Military Rules and Regulations

                    The topic of discussion for this Constitution Monday comes from Article I.8.14:  "The Congress shall have power … To make Rules for the Government and Regulation of the land and naval Forces."  This provision of the United States Constitution simply states that the military is subject to the civilian authorities.  The Constitution made the President the commander-in-chief of the military, and then it gave the Congress the power to regulate and restrict all military forces, whether national or state.

                    "In his Commentaries on the Constitution of the United States, Justice Joseph Story remarked that Congress's power to govern and regulate the land and naval forces is `a natural incident to the preceding powers to make war, to raise armies, and to provide and maintain a navy.'  Yet the Framers had overlooked this `natural incident' until after the Committee of Detail submitted its draft.  Only then was a motion made from the floor to copy the language from the Articles of Confederation into the new Constitution, making explicit the grant of plenary power to Congress.  It passed without controversy.  By placing the power in Congress, the Framers helped to define the respective roles of the legislature, the executive, and the judiciary over the Armed Forces and thus lessened the chances for serious conflict.  Story explains:  `The whole power is far more safe in the hands of congress, than of the executive; since otherwise the most summary and severe punishments might be inflicted t the mere will of the executive.'  The central purpose of the clause is the establishment of a system of military law and justice outside of the ordinary jurisdiction of the civil courts.  Tradition and experience taught the Framers that the necessities of military discipline require a system of jurisprudence separate from civilian society."  (See David F. Forte and Mackubin Owens in The Heritage Guide to the Constitution, p. 136.)

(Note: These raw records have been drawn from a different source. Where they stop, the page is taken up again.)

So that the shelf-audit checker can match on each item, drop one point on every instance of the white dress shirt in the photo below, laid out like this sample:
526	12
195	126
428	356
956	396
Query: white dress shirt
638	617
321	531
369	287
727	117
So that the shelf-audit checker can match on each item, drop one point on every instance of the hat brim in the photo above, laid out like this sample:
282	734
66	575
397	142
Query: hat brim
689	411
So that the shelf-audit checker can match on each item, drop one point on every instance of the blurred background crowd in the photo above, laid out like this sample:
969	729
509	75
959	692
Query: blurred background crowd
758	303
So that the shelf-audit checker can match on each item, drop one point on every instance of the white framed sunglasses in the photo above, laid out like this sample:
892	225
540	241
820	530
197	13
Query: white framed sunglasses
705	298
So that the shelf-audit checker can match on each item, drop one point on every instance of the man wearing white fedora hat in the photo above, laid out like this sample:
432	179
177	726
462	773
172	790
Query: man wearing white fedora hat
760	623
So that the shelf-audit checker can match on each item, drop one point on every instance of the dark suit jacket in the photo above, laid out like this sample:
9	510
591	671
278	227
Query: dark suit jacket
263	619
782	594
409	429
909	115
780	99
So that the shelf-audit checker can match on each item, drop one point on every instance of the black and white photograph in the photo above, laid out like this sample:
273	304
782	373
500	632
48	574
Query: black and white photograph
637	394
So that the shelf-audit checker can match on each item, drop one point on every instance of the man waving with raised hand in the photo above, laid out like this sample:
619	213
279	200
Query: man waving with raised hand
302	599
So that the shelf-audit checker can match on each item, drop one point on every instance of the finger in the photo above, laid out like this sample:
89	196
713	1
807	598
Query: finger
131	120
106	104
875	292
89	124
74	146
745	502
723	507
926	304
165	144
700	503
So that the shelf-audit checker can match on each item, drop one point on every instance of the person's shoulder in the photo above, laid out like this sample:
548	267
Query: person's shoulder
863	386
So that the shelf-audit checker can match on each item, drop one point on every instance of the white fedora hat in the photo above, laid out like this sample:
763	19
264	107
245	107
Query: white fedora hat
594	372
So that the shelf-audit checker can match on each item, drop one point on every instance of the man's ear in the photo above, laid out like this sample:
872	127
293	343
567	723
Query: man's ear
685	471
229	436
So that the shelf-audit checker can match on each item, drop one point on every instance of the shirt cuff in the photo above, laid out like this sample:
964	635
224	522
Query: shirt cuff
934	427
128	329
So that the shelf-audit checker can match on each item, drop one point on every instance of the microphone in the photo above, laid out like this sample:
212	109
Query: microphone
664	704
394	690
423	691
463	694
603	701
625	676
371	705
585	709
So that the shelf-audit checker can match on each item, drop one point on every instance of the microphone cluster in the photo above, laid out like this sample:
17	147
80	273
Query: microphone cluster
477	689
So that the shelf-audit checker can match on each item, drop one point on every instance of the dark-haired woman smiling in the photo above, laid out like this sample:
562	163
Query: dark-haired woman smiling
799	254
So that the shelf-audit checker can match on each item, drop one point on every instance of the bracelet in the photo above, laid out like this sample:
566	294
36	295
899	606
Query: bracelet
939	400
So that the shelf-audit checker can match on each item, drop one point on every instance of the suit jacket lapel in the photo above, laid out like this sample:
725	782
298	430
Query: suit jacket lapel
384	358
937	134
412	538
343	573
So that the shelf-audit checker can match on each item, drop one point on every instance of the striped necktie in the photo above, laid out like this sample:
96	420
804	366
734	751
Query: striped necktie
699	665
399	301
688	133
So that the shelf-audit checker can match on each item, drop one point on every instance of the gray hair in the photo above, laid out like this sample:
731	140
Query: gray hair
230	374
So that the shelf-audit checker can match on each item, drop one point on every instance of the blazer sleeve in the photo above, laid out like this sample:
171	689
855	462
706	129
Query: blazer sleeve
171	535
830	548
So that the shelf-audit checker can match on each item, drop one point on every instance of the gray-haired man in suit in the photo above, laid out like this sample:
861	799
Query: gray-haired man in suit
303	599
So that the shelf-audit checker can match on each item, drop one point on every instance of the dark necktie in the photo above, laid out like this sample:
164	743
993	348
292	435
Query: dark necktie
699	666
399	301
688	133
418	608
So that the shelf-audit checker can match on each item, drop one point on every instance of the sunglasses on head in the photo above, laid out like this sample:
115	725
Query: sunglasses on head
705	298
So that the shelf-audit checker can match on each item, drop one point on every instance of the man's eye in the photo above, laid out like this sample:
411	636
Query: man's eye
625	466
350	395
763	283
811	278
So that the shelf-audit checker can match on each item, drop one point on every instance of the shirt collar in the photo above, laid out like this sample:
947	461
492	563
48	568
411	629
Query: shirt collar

                    There have been a few controversies about military justice and military tribunals since 9/11.  Both President George W. Bush and President Barack Obama have wrestled with how to treat captured terrorists - whether from foreign nations or home grown ones.  Several cases went to court about this subject.

                    "As events after 9/11 indicate, a controversial aspect of military justice is the establishment of military tribunals.  Military tribunals established in occupied territory are governed by international law.  In Dow v. Johnson (1880), the Court rules that the law governing an army invading an enemy's country is not the civil law of the invaded country or of the conquering country `but military law - the law of war.'
                    "The Court has upheld the authority of the President to try enemy aliens (and United States citizens working with them) by military tribunal in Ex parte Quirin (1942).  The Court held that enemy aliens (in this case saboteurs, who had entered the United States in secret for the purpose of committing hostile acts) are not entitled to prisoner-of-war status, but are unlawful combatants who can be tried by military tribunal.  The Court, in Rasul v. Bush (2004), relying on Burns and other cases, held that the federal habeas statute confers federal district court jurisdiction to hear challenges of alien detainees held at Guantanamo Bay.  However, the Court explicitly did not decide the substance of those rights and limited the habeas extra-territorial reach to Guantanamo Bay, which it said had a unique relationship to the United States.  At the same time, in Rumsfeld v. Padilla (2004), the Court, on jurisdictional grounds, avoided ruling on the extent of the President's power to keep a U.S. citizen in military custody as an enemy combatant; but in Hamdi v. Rumsfeld (2004) the Court decided, without a majority opinion, that the government must give a U.S. citizen held in the United States some type of hearing at which he may contest the facts on which the government decided to treat him as an enemy combatant."